Wednesday, August 06, 2008

Roast Beef and Bordeaux

Sun 20 July 2008

A bit of a trip back in time here!

When my parents visited us last year, they bought us a lot of wine, which included a bottle of 1998 Château Bouscaut. I knew this hadn't been a particularly cheap wine so we'd wanted to make sure we made a bit of an occasion of drinking it.

The "occasion" presented itself in the form of Sunday lunch: a piece of roast beef from Yorkshire Highlanders, roast vegetables, and (of course) Yorkshire pudding and gravy.

Yorkshire pudding still in the oven at this point!

However, I'm going to take this opportunity to give you an overview of Bordeaux. Nothing like learning while you're drinking!

The label of this wine proudly announces Grand Cru Classé de Graves, and has Pessac-Léognan in large letters. Nowhere does it mention Bordeaux - so even a little bit of knowledge goes a long way (I think this is more true of Bordeaux than pretty much any other region in France - I'm sure that will spike some debate!).

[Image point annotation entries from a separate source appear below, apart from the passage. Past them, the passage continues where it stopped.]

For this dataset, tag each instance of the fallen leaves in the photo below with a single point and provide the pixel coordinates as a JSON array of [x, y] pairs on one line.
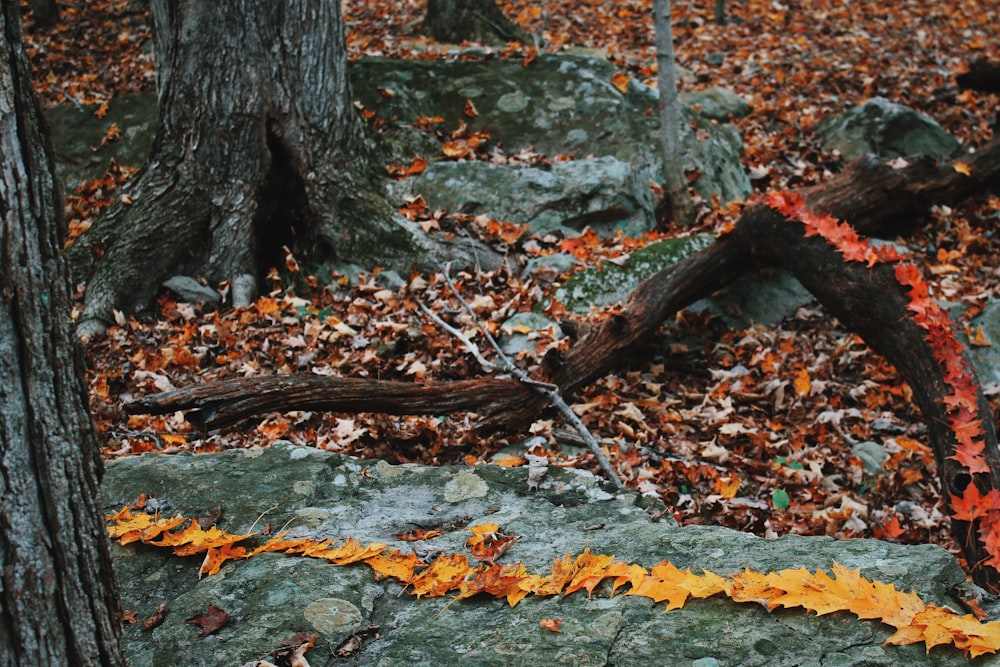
[[210, 622], [963, 402], [843, 590]]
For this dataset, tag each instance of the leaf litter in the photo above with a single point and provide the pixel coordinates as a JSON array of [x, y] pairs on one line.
[[753, 429]]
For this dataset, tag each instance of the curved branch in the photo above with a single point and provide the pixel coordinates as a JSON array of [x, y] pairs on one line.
[[868, 300]]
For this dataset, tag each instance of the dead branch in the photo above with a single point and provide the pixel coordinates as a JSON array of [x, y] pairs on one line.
[[876, 198]]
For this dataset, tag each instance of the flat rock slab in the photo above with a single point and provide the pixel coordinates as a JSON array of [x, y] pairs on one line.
[[324, 495]]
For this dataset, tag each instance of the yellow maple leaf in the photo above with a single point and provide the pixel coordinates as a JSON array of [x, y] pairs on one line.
[[215, 558], [663, 583], [394, 564], [445, 574], [127, 527], [802, 383], [591, 570], [626, 573], [194, 539], [551, 624]]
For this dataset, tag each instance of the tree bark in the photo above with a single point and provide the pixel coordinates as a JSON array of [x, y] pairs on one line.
[[680, 209], [456, 21], [58, 600], [259, 147], [868, 300]]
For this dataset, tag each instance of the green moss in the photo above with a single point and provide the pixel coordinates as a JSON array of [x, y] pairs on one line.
[[609, 283]]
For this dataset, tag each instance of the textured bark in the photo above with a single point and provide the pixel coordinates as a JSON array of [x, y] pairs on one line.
[[58, 601], [867, 300], [983, 75], [259, 147], [455, 21]]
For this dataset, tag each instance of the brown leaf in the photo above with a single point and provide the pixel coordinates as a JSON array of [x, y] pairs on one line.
[[209, 622], [156, 619]]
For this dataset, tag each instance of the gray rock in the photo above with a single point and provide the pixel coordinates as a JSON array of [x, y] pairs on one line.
[[716, 103], [323, 495], [766, 297], [603, 193], [190, 290], [560, 104], [77, 133], [886, 129]]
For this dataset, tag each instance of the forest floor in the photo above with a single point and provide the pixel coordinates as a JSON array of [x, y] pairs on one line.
[[750, 429]]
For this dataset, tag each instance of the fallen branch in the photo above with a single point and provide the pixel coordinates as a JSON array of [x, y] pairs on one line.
[[876, 198]]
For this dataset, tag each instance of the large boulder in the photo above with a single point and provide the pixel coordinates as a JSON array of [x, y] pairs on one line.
[[318, 494], [558, 105], [885, 129], [603, 193]]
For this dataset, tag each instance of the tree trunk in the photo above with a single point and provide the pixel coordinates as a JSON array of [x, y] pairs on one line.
[[259, 147], [45, 13], [58, 601], [456, 21], [680, 208]]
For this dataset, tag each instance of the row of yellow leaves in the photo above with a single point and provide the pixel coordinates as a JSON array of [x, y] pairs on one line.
[[817, 591]]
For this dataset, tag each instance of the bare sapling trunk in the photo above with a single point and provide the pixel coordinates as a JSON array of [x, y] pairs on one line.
[[676, 187]]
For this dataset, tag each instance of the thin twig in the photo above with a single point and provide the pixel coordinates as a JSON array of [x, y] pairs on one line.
[[550, 391], [483, 361]]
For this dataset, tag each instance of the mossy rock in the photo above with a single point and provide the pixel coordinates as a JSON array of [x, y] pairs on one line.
[[608, 283]]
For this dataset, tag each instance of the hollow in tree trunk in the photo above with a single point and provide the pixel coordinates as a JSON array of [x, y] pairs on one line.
[[45, 13], [455, 21], [58, 601], [259, 147]]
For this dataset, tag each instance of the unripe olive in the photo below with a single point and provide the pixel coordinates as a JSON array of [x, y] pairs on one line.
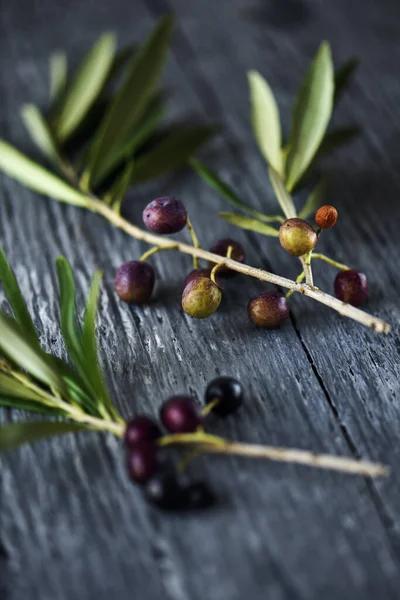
[[196, 273], [134, 282], [326, 216], [201, 298], [268, 310], [165, 215], [351, 286], [221, 248], [297, 237]]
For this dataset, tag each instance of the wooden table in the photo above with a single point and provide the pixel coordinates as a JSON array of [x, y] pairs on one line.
[[72, 525]]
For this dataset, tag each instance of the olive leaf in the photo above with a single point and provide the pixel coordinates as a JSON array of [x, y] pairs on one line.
[[58, 75], [16, 300], [314, 199], [40, 132], [227, 192], [284, 198], [85, 86], [13, 435], [36, 177], [172, 152], [21, 350], [249, 223], [311, 115], [130, 101], [265, 120], [133, 139]]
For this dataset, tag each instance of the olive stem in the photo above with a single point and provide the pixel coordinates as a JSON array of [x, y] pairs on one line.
[[214, 444], [303, 457], [306, 262], [195, 240], [210, 407], [332, 262], [346, 310], [156, 249], [220, 265], [298, 280]]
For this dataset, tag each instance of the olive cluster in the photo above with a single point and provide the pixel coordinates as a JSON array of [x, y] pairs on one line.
[[147, 460], [202, 289]]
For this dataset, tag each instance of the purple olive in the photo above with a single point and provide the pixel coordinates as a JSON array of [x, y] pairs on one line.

The label of more recent vintages has had a design change. 'Grand Cru Classé de Graves' is in gold letters across the top.

In wine terms, Bordeaux is the region in south-west France which encompasses the Gironde Estuary, formed by the Garonne and Dordogne rivers. This region is divided into smaller regions, one of which is Graves, and some of those are divided further still - hence Pessac-Léognan.*

Very importantly, the two dominant red grapes are Cabernet Sauvignon and Merlot, and the dominant white grape is Sémillon.

Usually, wines from Graves would be Cabernet Sauvignon dominant, but the Bouscaut is about 60% Merlot, with the balance made up of Cabernet Sauvignon and a touch of Malbec.

So what did it actually taste like?

The short answer: very good.

The long answer ... well, it was pretty closed to start off with, but unceremoniously sloshing it into our decanter certainly helped open it up (don't worry - it hadn't thrown very much sediment at all!). It definitely developed as we drank it, so if you have a bottle it might be worth decanting it an hour or so in advance of drinking it. On the nose, both red and black fruit developed into definite forest fruit aromas, accompanied by tobacco, cedar and hints of warm spice. Initially, the palate had considerably less fruit than the nose, but here too the fruit flavours developed into definite black fruit. The fruit was complemented by the same cedar and spice notes found in the nose. The tannins were still quite grippy (although nicely integrated - they didn't hit you and dry out your mouth in one hit), so make sure you drink this with a big piece of red meat, or leave it alone for a little while longer. The wine is only 12.5%abv, but did feel slightly warm.

We both really enjoyed this and it went really well with the lovely beef. If you're fortunate enough to have some bottles stashed away, wait until mid-winter, cook up a hearty beef daube and invite me round for supper!

* You can click through to a map pinpointing the Château here - zoom out for the Bordeaux region.